Auch wenn der Markt wächst: Der Durchbruch der Cobots kam nicht so schnell, wie manche in der Branche erwartet hatten. Viele Maschinen sind noch zu teuer und zu kompliziert zu bedienen, zudem müssen gerade kleinere und mittelständische Kunden erst noch überzeugt werden, dass sich der Einsatz lohnt.

Die etablierten Anbieter taten sich gerade am Anfang schwer, kleine und einfach zu bedienende Cobots zu entwickeln. Doch inzwischen machen sie Fortschritte. „Wir wollen einer der führenden Cobot-Hersteller der Welt werden“, sagte etwa ABB-Robotik-Chef Sami Atiya dem Handelsblatt. Auch Kuka hat die Bemühungen intensiviert, in dem Segment Fuß zu fassen.

Zuletzt wagte sich der japanische Fanuc-Konzern aus der Deckung. Bei der Vorstellung neuer Modelle verkündete Europa-Chef Shinichi Tanzawa: „Wir wollen der klare Marktführer für Cobots in Europa werden.“ Derzeit könne Fanuc 14.000 Cobots im Monat bauen. „Und wir planen eine weitere Expansion.“ Vor allem für das Lichtbogenschweißen seien die Maschinen gefragt.

Zu den neuen Anbietern, die in der Branche ernst genommen werden, gehört Franka Emika, das kürzlich den früheren Google-Manager Alwin Mahler zum Vorstandschef ernannt hat. Das Münchener Start-up hat einen feinfühligen, agilen Roboterarm samt Controller entwickelt, der schon bei vielen Unternehmen im Einsatz ist.

Immer mehr Cobot-Start-ups entstehen

Die Fortschritte bei Technologie und Bedienbarkeit locken auch Investoren an. So engagierte sich zum Beispiel im vergangenen Jahr Alexander Samwers Beteiligungsgesellschaft Picus Capital beim Start-up Coboworx. Die Firma entwickelt prozessfertige Roboterzellen, die besonders einfach installiert werden können.

Hinzu kommt eine Reihe von Start-ups, auch in Deutschland. Agile Robots zum Beispiel entwickelt Roboterarme – und vor allem die dazugehörige Software –, die etwa Smartphones zusammenbauen können. Bei der jüngsten Finanzierungsrunde sammelte das Unternehmen 186 Millionen Dollar ein und erreichte mit einer Milliardenbewertung den sogenannten Einhorn-Status.

Doch bislang konnte sich Universal Robots behaupten. Das Unternehmen war von Branchenpionier Esben Østergaard gegründet worden und gehört inzwischen zum US-Elektronikspezialisten Teradyne. Der Erfolg der Dänen basiere auf drei Faktoren, schreibt der DRV-Vorstand in einer Erklärung. Die Bedienbarkeit der Roboter sei gut, es gebe ein breites Angebot von „Plug&Play-Lösungsansätzen“. Zudem helfe Teradyne als starke Muttergesellschaft „mit Drang nach vorn“.

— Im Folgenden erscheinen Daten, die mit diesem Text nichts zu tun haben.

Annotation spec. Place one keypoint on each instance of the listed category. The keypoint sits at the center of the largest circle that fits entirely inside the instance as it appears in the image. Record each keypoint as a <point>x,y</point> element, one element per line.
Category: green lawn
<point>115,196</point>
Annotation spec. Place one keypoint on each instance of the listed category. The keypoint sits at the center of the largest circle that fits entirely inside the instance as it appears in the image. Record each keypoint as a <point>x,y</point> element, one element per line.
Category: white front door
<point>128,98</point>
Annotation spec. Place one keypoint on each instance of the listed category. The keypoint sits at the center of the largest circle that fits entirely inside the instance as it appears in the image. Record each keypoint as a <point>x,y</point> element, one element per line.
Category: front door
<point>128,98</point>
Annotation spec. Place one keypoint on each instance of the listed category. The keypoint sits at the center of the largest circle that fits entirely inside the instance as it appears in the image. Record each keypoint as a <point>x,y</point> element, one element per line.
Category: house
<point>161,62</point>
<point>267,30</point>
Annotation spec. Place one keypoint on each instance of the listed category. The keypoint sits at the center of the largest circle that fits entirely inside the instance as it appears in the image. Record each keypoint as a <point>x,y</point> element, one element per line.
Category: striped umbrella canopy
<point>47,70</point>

UR-Chef Povlsen sieht insbesondere zwei Wettbewerbsvorteile: die Dänen kooperierten mit zahlreichen Partnern, die die Cobots vertreiben und bei den Kunden integrieren. Hinzu komme das technologische Ökosystem. Viele Softwarefirmen und Anwender hätten Hard- und Software für die Cobots und Lösungen für spezielle Anwendungen entwickelt.

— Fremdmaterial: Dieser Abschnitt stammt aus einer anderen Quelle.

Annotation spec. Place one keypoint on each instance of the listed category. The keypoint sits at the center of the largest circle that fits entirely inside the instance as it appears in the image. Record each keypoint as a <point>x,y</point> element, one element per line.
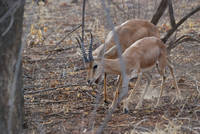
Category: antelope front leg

Die erfolgsverwöhnte Robotik-Branche hatte zu Beginn von Corona einen Durchhänger, könnte aber langfristig von den Folgen der Pandemie profitieren. Unternehmen mit einem höheren Automatisierungsgrad fiel es leichter, die Produktion aufrechtzuerhalten.

So ist die Branche wieder auf Rekordkurs zurückgekehrt. Der Branchenverband IFR rechnete für 2021 zuletzt mit einem Anstieg um 13 Prozent auf 435.000 neu installierte Roboter. Im Jahr 2024 sollen es den Prognosen zufolge erstmals eine halbe Million Auslieferungen sein.

Die Cobots sollen bei dem Wachstum eine wichtige Rolle spielen – gerade weil neue Branchen und mittelständische Anwender neu erschlossen werden können. „Wir wollen eine Welt schaffen, in der die Menschen mit den Robotern und nicht wie Roboter arbeiten“, sagt Povlsen.